Elles pourraient, à cette occasion, demander à Boeing des « modifications supplémentaires » sur l’appareil. Notamment l’installation, à l’instar d’Airbus, de trois sondes au lieu d’une seule pour Boeing pour aider à la stabilisation de l’avion. Elles pourraient aussi exiger des temps de formation en sus pour les pilotes. Dans cette hypothèse, le MAX ne devrait pas reprendre l’air avant le printemps 2020.

Rien ne dit que toutes les autorités seront d’accord au même moment pour la reprise des vols. La Chine, un des premiers pays à avoir décidé de clouer l’appareil au sol, pourrait se montrer tatillonne. Pékin pourrait en faire une arme dans son conflit commercial avec les Etats-Unis. Une mauvaise nouvelle pour Boeing, car la Chine représente 30 % de son carnet de commandes. Jusqu’au 13 mars, l’avionneur américain avait engrangé plus de 5 000 commandes pour son MAX, contre plus de 6 000 pour l’A320neo d’Airbus.

Confronté à une immobilisation de longue durée, Boeing devrait de nouveau ralentir ses cadences de production. En avril, le groupe était déjà passé de 52 exemplaires sortis des chaînes chaque mois à 42. Dans cette perspective, il ne devrait pas annoncer de licenciements, mais procéder à « des réductions du temps de travail », prévoit ASC, notamment en recourant au « chômage technique ».

Surtout, une interdiction à rallonge aura « un impact sur la trésorerie » du constructeur de Seattle (Washington). Avec un prix de vente de chaque MAX compris entre 50 millions et 60 millions d’euros, ce sont de 1 milliard à 1,5 milliard de dollars (jusqu’à 1,3 milliard d’euros) qui partent en fumée chaque mois pour Boeing. Selon ASC, « la trésorerie de Boeing sera insuffisante vers la fin de l’année ». En revanche, c’est une fortune gigantesque qui va s’accumuler sur les tarmacs. Fin 2019, les 430 appareils cloués au sol seront valorisés 17 milliards de dollars.

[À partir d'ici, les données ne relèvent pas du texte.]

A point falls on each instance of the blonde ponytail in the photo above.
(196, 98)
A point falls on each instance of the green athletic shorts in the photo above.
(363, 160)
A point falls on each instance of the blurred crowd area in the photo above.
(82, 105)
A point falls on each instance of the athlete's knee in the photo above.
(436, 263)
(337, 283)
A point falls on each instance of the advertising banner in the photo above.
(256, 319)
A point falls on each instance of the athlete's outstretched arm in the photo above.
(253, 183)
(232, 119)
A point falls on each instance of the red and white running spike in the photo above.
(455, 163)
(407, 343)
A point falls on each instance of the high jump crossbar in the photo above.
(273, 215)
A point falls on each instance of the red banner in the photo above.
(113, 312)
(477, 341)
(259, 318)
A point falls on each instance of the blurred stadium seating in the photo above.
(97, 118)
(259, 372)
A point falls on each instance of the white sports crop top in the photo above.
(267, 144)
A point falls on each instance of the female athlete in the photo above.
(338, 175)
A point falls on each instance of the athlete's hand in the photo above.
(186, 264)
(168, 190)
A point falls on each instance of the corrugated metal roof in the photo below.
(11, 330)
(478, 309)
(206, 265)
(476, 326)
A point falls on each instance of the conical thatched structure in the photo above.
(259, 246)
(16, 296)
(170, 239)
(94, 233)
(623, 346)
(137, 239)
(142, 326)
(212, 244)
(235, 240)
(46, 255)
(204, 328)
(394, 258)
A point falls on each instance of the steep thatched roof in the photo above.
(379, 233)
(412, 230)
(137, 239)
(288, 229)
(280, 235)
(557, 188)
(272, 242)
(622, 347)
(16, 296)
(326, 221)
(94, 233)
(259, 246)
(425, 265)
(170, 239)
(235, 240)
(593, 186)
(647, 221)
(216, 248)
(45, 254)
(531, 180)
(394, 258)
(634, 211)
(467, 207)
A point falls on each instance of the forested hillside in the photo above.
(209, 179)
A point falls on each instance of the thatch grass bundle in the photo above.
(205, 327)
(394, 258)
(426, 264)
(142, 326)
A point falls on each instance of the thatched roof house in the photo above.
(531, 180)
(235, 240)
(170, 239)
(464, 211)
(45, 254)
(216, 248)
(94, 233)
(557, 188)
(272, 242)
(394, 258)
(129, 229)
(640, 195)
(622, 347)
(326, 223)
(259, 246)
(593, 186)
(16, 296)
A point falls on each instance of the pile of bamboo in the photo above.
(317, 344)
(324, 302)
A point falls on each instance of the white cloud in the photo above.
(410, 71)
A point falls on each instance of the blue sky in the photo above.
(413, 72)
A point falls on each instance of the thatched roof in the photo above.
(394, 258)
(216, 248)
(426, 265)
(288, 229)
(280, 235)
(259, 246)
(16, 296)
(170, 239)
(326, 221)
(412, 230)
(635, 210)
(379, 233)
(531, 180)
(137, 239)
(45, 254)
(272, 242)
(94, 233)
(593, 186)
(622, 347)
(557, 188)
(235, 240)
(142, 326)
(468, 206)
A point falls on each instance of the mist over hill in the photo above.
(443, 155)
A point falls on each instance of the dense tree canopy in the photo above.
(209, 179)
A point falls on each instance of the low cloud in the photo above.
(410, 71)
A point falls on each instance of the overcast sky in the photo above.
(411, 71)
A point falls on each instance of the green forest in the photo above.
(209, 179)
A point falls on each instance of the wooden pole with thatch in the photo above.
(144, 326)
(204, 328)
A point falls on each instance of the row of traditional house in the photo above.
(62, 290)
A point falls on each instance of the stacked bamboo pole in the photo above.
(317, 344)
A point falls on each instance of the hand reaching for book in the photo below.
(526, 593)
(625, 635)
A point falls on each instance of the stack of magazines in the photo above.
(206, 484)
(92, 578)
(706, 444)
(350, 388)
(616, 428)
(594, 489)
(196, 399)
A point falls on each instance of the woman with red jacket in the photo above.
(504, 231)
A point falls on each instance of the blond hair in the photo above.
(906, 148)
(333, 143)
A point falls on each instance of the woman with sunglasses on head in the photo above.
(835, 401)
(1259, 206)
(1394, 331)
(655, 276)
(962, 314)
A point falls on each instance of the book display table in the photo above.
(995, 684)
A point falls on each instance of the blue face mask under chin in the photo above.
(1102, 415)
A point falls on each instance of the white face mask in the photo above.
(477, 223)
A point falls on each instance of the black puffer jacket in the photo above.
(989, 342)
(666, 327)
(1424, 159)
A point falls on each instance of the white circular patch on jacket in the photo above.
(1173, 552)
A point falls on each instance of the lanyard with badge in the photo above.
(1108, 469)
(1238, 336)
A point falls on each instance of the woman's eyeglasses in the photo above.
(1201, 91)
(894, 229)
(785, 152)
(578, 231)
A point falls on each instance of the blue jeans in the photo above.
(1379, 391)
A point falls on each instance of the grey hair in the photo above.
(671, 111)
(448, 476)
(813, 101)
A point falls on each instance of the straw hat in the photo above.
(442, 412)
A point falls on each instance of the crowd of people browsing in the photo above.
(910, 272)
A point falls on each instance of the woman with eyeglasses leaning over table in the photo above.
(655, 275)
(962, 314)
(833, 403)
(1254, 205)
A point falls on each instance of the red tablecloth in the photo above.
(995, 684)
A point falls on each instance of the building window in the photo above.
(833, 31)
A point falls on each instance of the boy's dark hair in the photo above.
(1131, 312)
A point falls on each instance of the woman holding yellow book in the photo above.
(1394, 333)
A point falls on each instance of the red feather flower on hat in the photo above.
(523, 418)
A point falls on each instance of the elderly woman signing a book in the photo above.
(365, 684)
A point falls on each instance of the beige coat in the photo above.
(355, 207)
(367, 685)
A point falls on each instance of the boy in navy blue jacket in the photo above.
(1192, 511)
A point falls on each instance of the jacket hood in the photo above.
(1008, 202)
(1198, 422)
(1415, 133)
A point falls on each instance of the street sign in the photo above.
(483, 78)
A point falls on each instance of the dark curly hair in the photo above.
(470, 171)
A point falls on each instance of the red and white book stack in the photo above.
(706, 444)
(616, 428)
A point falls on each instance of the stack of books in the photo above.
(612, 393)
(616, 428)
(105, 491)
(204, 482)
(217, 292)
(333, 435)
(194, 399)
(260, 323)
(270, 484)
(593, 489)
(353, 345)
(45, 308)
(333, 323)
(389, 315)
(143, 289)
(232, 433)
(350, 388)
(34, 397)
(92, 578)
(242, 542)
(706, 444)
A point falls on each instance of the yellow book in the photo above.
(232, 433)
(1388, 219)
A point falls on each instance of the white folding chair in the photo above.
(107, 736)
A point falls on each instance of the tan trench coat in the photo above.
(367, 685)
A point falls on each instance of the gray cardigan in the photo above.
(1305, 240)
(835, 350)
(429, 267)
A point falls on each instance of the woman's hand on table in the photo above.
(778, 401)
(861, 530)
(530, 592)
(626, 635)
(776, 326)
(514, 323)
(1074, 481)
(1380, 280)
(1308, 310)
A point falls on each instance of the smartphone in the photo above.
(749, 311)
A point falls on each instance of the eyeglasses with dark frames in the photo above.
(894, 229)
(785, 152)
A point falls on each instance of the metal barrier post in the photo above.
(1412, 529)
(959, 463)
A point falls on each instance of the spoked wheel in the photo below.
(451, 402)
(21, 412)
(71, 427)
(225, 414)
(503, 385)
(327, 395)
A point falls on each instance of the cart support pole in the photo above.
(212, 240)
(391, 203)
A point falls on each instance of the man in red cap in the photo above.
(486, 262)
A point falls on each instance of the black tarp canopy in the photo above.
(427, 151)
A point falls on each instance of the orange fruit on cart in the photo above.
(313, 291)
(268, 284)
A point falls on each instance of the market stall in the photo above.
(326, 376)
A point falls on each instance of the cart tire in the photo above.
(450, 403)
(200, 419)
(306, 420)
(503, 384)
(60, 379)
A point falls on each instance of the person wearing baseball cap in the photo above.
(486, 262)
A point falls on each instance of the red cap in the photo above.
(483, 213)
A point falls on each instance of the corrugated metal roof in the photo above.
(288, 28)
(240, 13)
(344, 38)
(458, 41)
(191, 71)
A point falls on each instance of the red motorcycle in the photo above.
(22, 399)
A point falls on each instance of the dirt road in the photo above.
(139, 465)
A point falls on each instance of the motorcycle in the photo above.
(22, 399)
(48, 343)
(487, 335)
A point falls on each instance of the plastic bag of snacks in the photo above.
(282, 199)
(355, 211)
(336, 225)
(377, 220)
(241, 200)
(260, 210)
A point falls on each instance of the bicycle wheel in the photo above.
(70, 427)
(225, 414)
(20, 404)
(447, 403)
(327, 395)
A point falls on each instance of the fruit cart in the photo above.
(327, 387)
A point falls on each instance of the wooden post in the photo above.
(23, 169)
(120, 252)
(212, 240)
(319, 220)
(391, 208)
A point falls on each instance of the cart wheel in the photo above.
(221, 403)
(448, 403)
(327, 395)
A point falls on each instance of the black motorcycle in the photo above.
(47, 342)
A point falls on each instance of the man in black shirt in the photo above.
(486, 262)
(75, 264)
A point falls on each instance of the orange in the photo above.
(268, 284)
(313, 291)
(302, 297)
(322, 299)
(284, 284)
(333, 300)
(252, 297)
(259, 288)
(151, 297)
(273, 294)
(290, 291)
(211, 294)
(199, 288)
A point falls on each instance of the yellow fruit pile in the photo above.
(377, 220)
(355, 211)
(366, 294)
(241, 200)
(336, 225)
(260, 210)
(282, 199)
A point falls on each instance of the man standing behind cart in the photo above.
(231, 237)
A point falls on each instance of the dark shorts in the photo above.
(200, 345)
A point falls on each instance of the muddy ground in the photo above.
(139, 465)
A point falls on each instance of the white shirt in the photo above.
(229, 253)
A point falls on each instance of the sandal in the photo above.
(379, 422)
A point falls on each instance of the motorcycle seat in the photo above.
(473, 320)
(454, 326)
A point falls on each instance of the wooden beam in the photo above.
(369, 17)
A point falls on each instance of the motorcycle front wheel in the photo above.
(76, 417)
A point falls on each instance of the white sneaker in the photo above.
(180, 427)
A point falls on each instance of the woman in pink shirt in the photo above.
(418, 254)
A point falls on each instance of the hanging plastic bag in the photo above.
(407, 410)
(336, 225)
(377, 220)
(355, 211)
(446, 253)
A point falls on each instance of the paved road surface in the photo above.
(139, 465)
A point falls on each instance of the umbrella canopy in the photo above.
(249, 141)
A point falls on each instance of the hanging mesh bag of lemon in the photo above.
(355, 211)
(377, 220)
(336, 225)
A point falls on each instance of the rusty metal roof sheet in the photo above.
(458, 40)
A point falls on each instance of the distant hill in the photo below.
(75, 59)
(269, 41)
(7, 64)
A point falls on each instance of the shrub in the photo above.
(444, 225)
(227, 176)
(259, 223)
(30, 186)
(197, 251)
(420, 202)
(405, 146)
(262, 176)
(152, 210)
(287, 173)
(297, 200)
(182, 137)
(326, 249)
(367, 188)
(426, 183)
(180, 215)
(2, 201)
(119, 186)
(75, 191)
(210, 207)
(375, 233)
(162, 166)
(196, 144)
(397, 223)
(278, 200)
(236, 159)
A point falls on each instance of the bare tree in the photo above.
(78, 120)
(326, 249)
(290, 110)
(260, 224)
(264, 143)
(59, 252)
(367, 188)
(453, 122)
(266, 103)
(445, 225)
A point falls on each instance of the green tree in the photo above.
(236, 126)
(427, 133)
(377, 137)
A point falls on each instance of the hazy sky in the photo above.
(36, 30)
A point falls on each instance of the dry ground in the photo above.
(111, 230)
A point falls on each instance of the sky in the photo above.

Dans le sillage de Boeing, c’est toute la chaîne de fournisseurs du 737 MAX qui va souffrir. A la différence d’Airbus, qui a fait le choix d’équipementiers multiples, l’américain privilégie la source unique. Les moteurs du MAX sont produits en exclusivité par CFM, une entreprise détenue à 50-50 par le motoriste français Safran et l’américain GE. Le manque à gagner de CFM pourrait atteindre entre 800 millions et 1,2 milliard de dollars à la fin 2019. Selon ASC, les fournisseurs pourraient perdre entre 15 % et 25 % de leur chiffre d’affaires cette année.

Face à cette perte sèche, « Boeing devra faire attention à ce que ses fournisseurs ne meurent pas », signale ASC, si le constructeur veut redémarrer la production de son avion, une fois le feu vert des autorités reçu. Pour l’heure, les équipementiers ne veulent pas croire à ce scénario catastrophe. « Le pire n’est jamais sûr. Nous ferons le dos rond avec Boeing », se défend l’un d’entre eux, qui souhaite rester anonyme. Toutefois, il ajoute : « Si l’immobilisation doit dépasser l’été, cela peut aller très loin. La traversée du désert sera très longue » pour Boeing.

Il n’empêche, la crise du MAX va coûter très cher. Entre les coûts de maintenance des appareils cloués au sol, les dédommagements aux compagnies privées de leurs avions, les ristournes en direction des fournisseurs pour combler leur manque à gagner et, surtout, les indemnités versées aux familles et aux proches des 346 victimes des deux crashs, ce sont près de 10 milliards de dollars que Boeing pourrait devoir débourser.

Une somme qui engloutira les 10 milliards de dollars de bénéfices engrangés par l’américain en 2018. Ce montant correspond à l’investissement qu’aurait dû consentir Boeing s’il avait choisi de développer un nouveau programme plutôt que de remotoriser à la va-vite un 737 conçu dans les années 1960 et qui apparaît, aux yeux de beaucoup, comme un avion en bout de course.